The specific work which the driver was bound to perform under this arrangement, and when it was to be performed, was determined, not by the driver, but by the company's dispatcher, who indicated, under the system adopted by the company, which driver was to undertake the transportation of a particular passenger. It is a reasonable inference, to be drawn from the general *82 situation disclosed by the testimony, that if this direction of the dispatcher were disobeyed, or the service refused, either at the time or by the means the company desired, the company would be in a position to exercise its right of discharging the driver. The same result would doubtless have followed if the driver had performed his duties at some time or in a way or by means which the company did not approve; for example, if the company had contracted with a passenger for transportation at nine o'clock, and the driver refused to carry him till ten o'clock; or if, instead of a taxicab, the driver offered transportation by saddle horse or buggy, or if the driver had insisted upon charging the passenger a price other than that fixed by the company, or had failed to make proper return of fares collected. This right of discharge was obviously necessary to the successful conduct of the business which the company was obligating itself to conduct, and points strongly to the relation of employer and employed. Moreover, the method of determining the driver's compensation for the services he rendered, whether by fixed wages, or commissions, and whether computed by the day or the job, is not of controlling importance; nor is the fact that the driver used his own automobile, maintained by himself, in performing his work. Aisenberg v. Adams Co.,Inc., 95 Conn. 419, 423, 111 A. 591.

We think it clear that the general control of the work being done by Santors, at the time of the collision, was with the company.

The facts in the case before us differentiate it from that of Peer v. Babcock, 230 N.Y. 106, 129 N.E. 224, cited by the appellant (defendant). In that case, the men who delivered coal for the company were free to make deliveries at their own pleasure, were not subject to the direction of the company in respect to the *83 time they should work, nor the manner in which the work should be accomplished.

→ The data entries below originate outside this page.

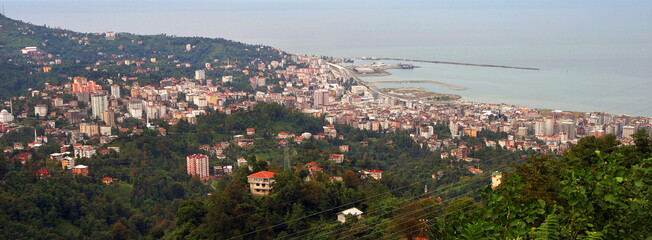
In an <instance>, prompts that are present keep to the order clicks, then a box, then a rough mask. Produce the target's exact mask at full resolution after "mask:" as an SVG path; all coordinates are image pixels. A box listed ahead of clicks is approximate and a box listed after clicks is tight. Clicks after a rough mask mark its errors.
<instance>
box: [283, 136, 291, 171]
mask: <svg viewBox="0 0 652 240" xmlns="http://www.w3.org/2000/svg"><path fill="white" fill-rule="evenodd" d="M283 145H285V159H284V161H283V170H288V168H290V150H289V148H288V142H287V141H285V143H283Z"/></svg>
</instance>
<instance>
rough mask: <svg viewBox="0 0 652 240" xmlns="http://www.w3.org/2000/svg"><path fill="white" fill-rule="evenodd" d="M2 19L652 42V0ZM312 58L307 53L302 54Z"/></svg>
mask: <svg viewBox="0 0 652 240" xmlns="http://www.w3.org/2000/svg"><path fill="white" fill-rule="evenodd" d="M0 2H2V3H3V4H4V5H5V11H6V14H7V16H8V17H11V18H14V19H18V20H23V21H26V22H31V23H34V24H39V25H42V24H47V25H50V26H59V27H62V28H66V29H71V30H75V31H81V32H104V31H115V32H131V33H138V34H159V33H166V34H170V35H179V36H206V37H222V38H227V39H231V40H236V41H241V42H246V43H254V44H265V45H271V46H274V47H278V48H281V49H284V50H289V51H310V50H311V49H317V48H319V47H323V48H326V49H329V48H340V49H341V48H356V47H366V46H374V47H384V46H397V45H402V46H425V45H427V46H430V45H432V44H441V45H510V44H603V43H605V44H611V43H650V42H652V27H651V26H652V25H651V24H642V23H650V22H652V14H650V13H651V12H652V1H601V0H595V1H573V0H570V1H487V0H476V1H464V0H461V1H438V0H435V1H410V0H408V1H387V0H375V1H368V0H362V1H342V0H333V1H306V0H281V1H262V0H239V1H231V0H228V1H205V0H189V1H172V0H143V1H132V0H93V1H87V0H60V1H52V0H10V1H7V0H5V1H0ZM308 54H309V53H308Z"/></svg>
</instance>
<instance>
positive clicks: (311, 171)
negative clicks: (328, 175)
mask: <svg viewBox="0 0 652 240" xmlns="http://www.w3.org/2000/svg"><path fill="white" fill-rule="evenodd" d="M321 171H324V169H323V168H320V167H317V166H312V167H309V168H308V172H310V174H311V175H312V174H315V173H318V172H321Z"/></svg>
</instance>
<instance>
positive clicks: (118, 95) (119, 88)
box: [111, 84, 120, 99]
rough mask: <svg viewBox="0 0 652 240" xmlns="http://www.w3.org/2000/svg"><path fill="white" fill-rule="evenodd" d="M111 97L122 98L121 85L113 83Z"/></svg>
mask: <svg viewBox="0 0 652 240" xmlns="http://www.w3.org/2000/svg"><path fill="white" fill-rule="evenodd" d="M111 98H114V99H118V98H120V86H118V84H113V85H111Z"/></svg>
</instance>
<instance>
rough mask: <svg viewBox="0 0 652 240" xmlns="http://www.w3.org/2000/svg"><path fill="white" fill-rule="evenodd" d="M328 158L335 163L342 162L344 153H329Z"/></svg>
mask: <svg viewBox="0 0 652 240" xmlns="http://www.w3.org/2000/svg"><path fill="white" fill-rule="evenodd" d="M328 160H331V161H333V162H335V163H342V162H344V154H331V155H330V156H329V157H328Z"/></svg>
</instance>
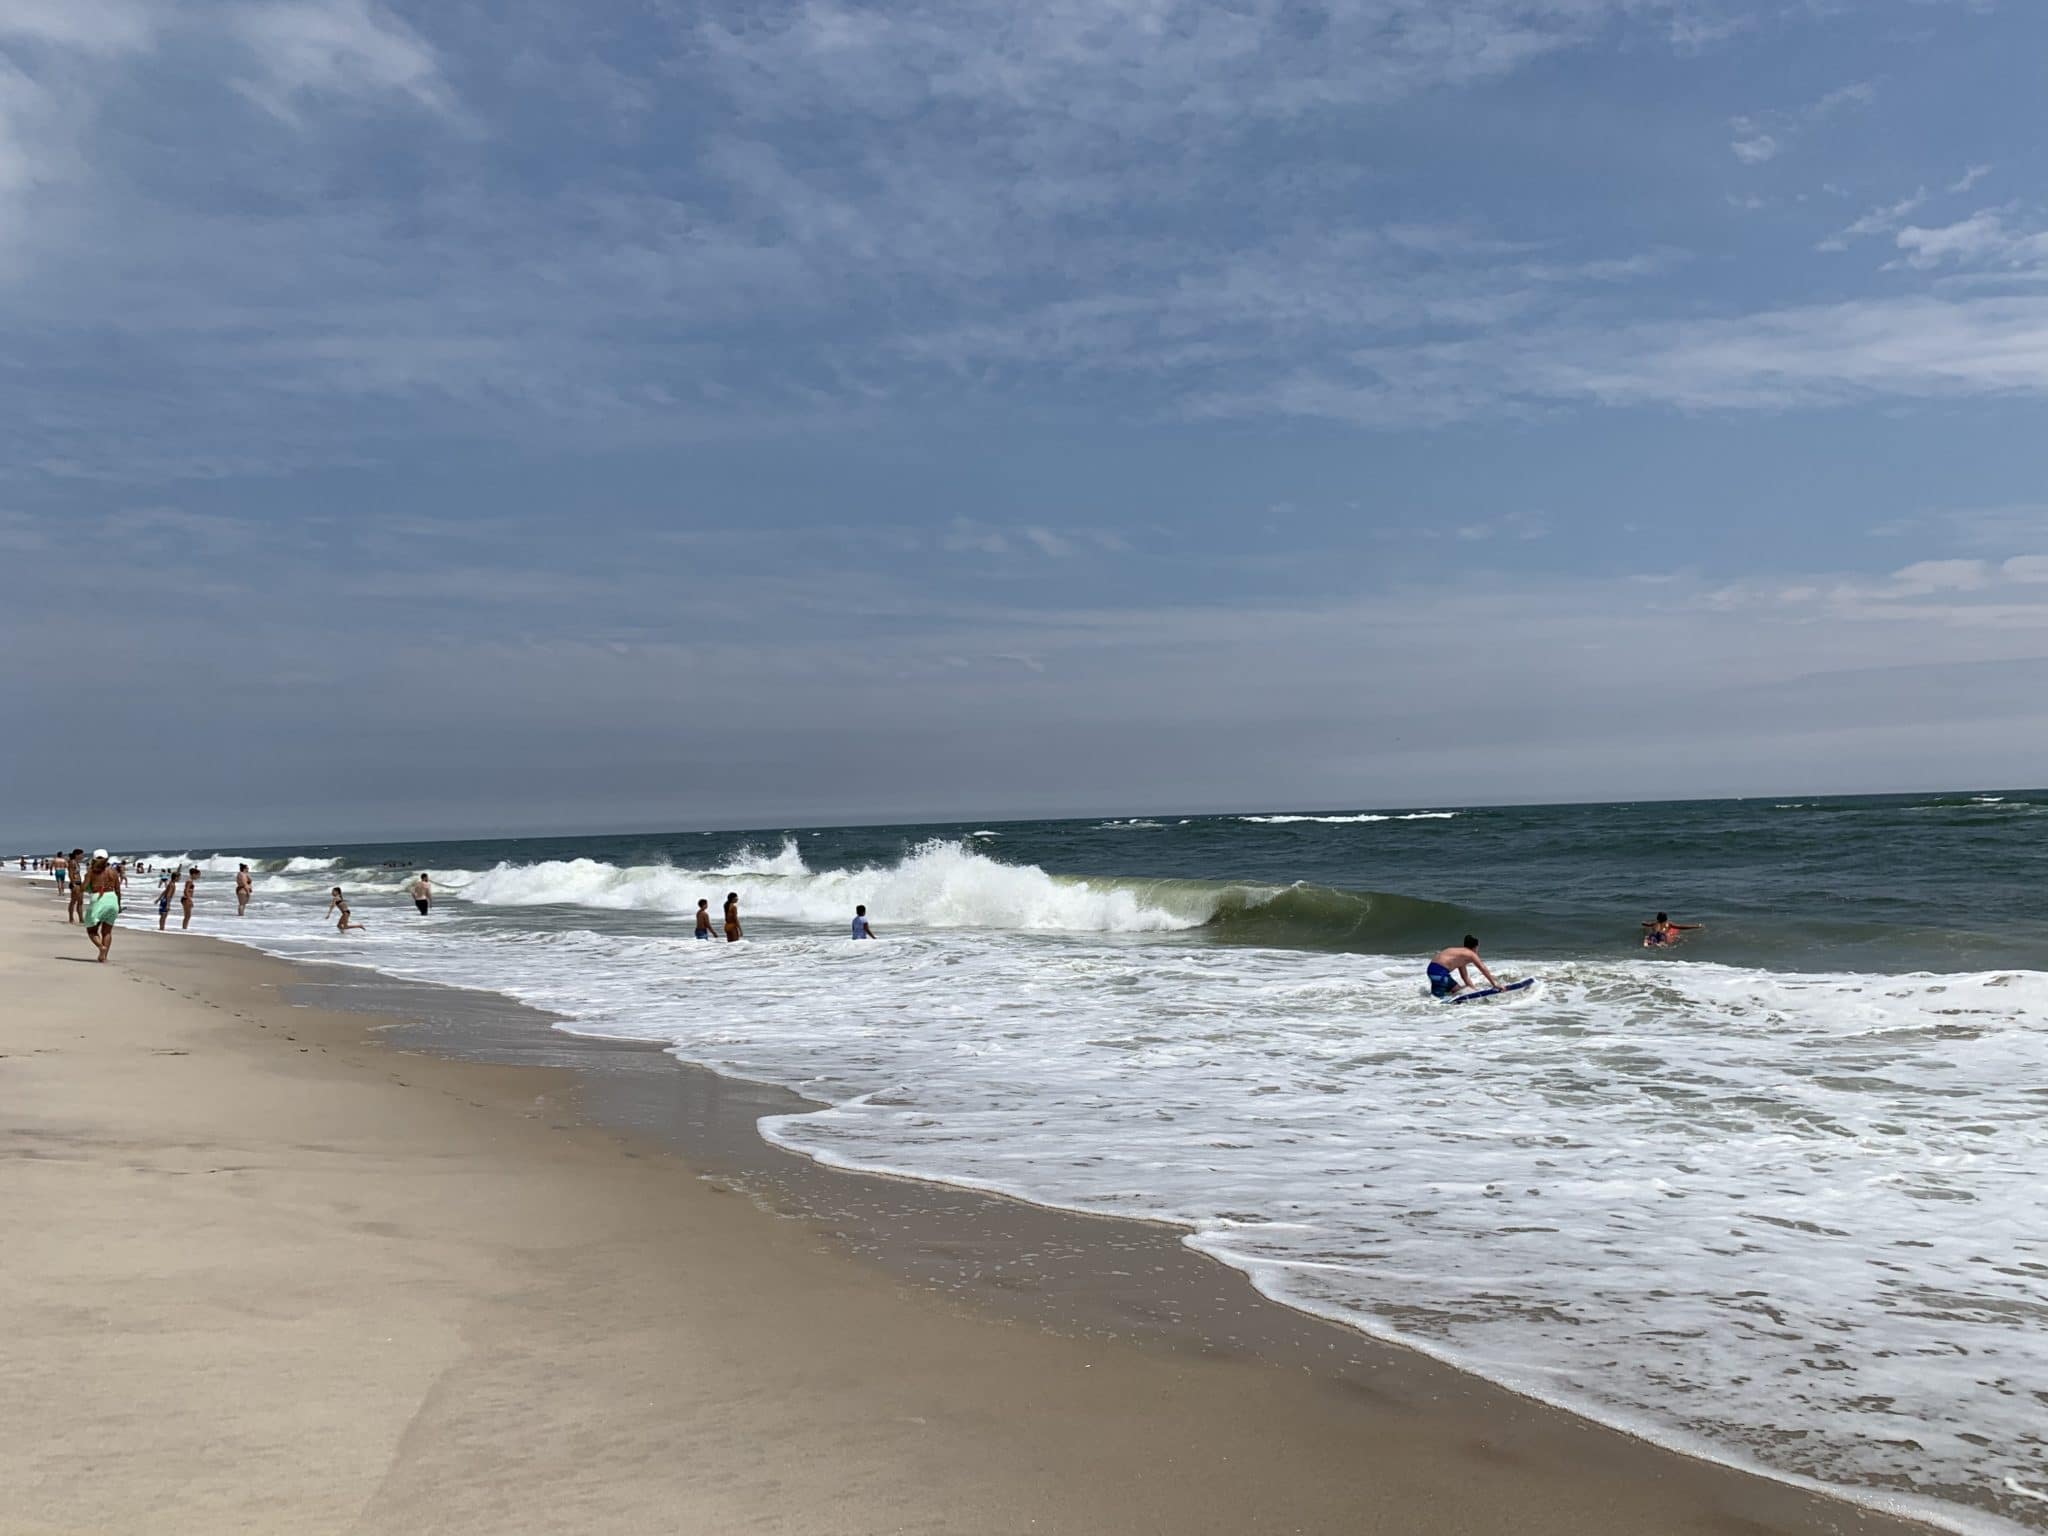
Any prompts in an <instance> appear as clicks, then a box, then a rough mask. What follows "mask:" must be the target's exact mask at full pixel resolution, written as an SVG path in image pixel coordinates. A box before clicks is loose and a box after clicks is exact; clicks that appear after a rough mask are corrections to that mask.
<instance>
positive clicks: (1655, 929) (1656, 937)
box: [1642, 911, 1706, 950]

They were at liberty to work for whomsoever they pleased and for such length of time as suited them. They came to the coalyard at such times as they were not otherwise employed and were disposed to work, and they only worked for such length of time as they desired. Likewise, it is possible, we think, to differentiate the cases of Dressler v. McArdle, 85 Misc. 444,147 N.Y.S. 821; Burns v. Michigan Paint Co., 152 Mich. 613,116 N.W. 182, and Charles v. Barrett, 233 N.Y. 127,135 N.E. 199 — the conclusions reached by the courts in those cases differing, not in the recognized principles of law, but because of the differing facts to which the principles were applied.

For the reasons given, the action of the court in refusing to set aside the verdict for the plaintiff and grant a new trial, is sustained.

There is no error.

In this opinion the other judges concurred.